Il decorso di oltre un decennio di esperienza nell’applicazione della disciplina sull’amministrazione di sostegno (introdotta nel nostro ordinamento dalla legge 6/2004) è l’occasione per l’emanazione, da parte del Consiglio nazionale del Notariato, di uno studio (il n. 623-2016-C) finalizzato ad approfondire questa materia e a verificarne la sua pratica attuazione, anche al fine di offrire soluzioni applicative per le problematiche che occorra risolvere nello svolgimento della quotidiana vita professionale.
Lo studio svolge, anzitutto, una ricostruzione dell’istituto dell’amministrazione di sostegno, al fine di accertare i requisiti necessari per l’apertura di questa procedura e a valutarne il problematico rapporto con i previgenti istituti dell’interdizione e dell’inabilitazione, i quali ormai, stante il “successo” dell’amministrazione di sostegno per la sua estrema flessibilità e la sua stretta conformabilità al caso concreto, sono relegati o a svolgere un ruolo solamente residuale (l’interdizione) oppure addirittura a rimanere del tutto inutilizzati (come accade per l’inabilitazione).
Al riguardo, si rileva che lo scopo della normativa sull’amministrazione di sostegno è quello di tutelare, con la minore limitazione possibile della capacità di agire, le persone prive in tutto o in parte di autonomia nell’espletamento delle funzioni della vita quotidiana; e che, a differenza delle rigidità inderogabili che caratterizzano le procedure di interdizione e di inabilitazione, è possibile, con l’amministrazione di sostegno, ritagliare una misura di protezione del disabile in base alle sue reali necessità, e ciò al fine di assicurargli una piena tutela e salvaguardando la sua residua capacità di agire.
In questo ambito, si sottolinea la centralità del decreto di nomina dell’amministratore di sostegno, poiché esso è lo strumento previsto dall’ordinamento, mediante il quale il giudice appronta i mezzi di tutela occorrenti per il soddisfacimento degli specifici bisogni della vita del soggetto amministrato; esso deve contenere, pertanto, lo “statuto” dei poteri e doveri dell’amministratore di sostegno, non lasciando, per quanto possibile, spazi bianchi onde evitare incertezze applicative. In particolare, in considerazione della estrema duttilità che caratterizza l’amministrazione di sostegno, il decreto di nomina dell’amministratore, oltre a individuare gli atti per i quali è prevista o la rappresentanza esclusiva o l’assistenza necessaria dell’amministratore, dovrebbe, altresì, contenere, al fine di evitare incertezze applicative, alcune fondamentali prescrizioni, come ad esempio:
•l’esclusione dell’amministrazione dalla gestione dei beni sottoposti al regime di comunione legale con il proprio coniuge;
• l’obbligo per il soggetto amministrato di accettare con il beneficio di inventario le eredità che gli siano devolute (al fine di “sfruttare”, a favore del soggetto amministrato, la tutela che discende dalla normativa in tema di eredità beneficiata);
•l’individuazione degli atti preclusi al beneficiario del sostegno, anche mediante l’applicazione delle norme che il codice civile detta in ordine all’incapacità di fare testamento e all’incapacità di donare.

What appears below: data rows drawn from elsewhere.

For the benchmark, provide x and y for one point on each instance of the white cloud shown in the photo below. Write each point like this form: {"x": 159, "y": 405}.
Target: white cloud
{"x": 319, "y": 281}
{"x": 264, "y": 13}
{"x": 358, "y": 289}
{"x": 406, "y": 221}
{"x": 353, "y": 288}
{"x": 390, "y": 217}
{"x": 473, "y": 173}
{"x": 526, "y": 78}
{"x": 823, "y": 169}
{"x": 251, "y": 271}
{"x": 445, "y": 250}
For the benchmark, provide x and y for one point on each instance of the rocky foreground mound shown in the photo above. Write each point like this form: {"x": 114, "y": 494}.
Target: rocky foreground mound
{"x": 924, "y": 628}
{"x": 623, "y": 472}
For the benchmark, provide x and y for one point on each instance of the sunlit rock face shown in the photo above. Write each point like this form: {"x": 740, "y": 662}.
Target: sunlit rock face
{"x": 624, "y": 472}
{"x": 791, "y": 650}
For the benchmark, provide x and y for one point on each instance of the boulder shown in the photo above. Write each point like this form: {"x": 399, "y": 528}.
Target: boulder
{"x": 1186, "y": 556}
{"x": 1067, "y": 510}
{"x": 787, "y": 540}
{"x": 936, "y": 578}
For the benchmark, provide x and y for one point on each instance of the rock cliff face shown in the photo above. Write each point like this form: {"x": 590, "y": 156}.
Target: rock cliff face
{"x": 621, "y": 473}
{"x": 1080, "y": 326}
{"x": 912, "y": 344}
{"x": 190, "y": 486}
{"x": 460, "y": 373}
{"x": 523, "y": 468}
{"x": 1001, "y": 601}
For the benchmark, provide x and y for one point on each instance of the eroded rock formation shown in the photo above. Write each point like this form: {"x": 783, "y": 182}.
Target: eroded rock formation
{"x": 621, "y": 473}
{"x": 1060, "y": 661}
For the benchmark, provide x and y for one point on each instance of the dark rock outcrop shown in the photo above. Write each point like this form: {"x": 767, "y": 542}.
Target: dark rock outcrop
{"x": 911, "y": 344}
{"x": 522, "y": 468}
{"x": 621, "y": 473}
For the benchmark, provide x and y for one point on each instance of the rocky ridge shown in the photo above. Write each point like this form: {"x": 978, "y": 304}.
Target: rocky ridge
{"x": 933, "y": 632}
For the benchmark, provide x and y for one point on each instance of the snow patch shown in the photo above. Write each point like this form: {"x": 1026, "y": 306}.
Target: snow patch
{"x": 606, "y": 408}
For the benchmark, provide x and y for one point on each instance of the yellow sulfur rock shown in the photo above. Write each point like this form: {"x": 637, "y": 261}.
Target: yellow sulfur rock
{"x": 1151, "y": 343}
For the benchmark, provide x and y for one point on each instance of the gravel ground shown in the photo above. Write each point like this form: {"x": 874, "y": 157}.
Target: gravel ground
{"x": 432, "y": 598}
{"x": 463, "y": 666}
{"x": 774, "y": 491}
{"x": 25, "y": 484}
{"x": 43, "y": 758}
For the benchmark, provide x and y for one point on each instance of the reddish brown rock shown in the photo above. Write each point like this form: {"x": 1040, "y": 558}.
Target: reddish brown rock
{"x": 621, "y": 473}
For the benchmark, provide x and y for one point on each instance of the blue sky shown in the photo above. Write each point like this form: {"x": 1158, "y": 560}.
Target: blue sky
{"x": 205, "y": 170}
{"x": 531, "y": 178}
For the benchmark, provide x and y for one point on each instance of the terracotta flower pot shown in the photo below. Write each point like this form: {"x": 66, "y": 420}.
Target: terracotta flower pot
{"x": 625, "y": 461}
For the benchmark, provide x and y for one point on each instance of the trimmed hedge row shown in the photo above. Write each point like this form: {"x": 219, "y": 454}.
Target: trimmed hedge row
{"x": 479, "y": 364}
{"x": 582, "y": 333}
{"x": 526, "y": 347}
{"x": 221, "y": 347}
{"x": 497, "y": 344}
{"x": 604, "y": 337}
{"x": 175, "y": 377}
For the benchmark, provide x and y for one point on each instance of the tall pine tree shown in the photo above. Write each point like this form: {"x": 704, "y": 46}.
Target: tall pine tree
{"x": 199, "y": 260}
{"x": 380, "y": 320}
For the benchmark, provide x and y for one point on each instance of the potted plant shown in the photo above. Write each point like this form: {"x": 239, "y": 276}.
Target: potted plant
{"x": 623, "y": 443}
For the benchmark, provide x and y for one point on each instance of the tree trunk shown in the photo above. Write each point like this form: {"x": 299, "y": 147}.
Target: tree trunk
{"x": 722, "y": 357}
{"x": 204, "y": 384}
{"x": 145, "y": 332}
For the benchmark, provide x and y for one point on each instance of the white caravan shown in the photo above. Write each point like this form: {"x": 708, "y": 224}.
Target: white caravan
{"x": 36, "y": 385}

Ma, mentre per le donazioni, stante il depauperamento che ne deriva, la regola dovrebbe essere quella di un’ampia preclusione, la privazione della capacità di testare dovrebbe essere un’eccezione, in quanto non solo le disposizioni testamentarie non compromettono il patrimonio dell’amministrato durante la sua vita, ma anche perché ogni limitazione in questa materia suonerebbe come estremamente mortificante essendo il testamento l’atto personalissimo per antonomasia a mezzo del quale la persona esercita una sua prerogativa fondamentale.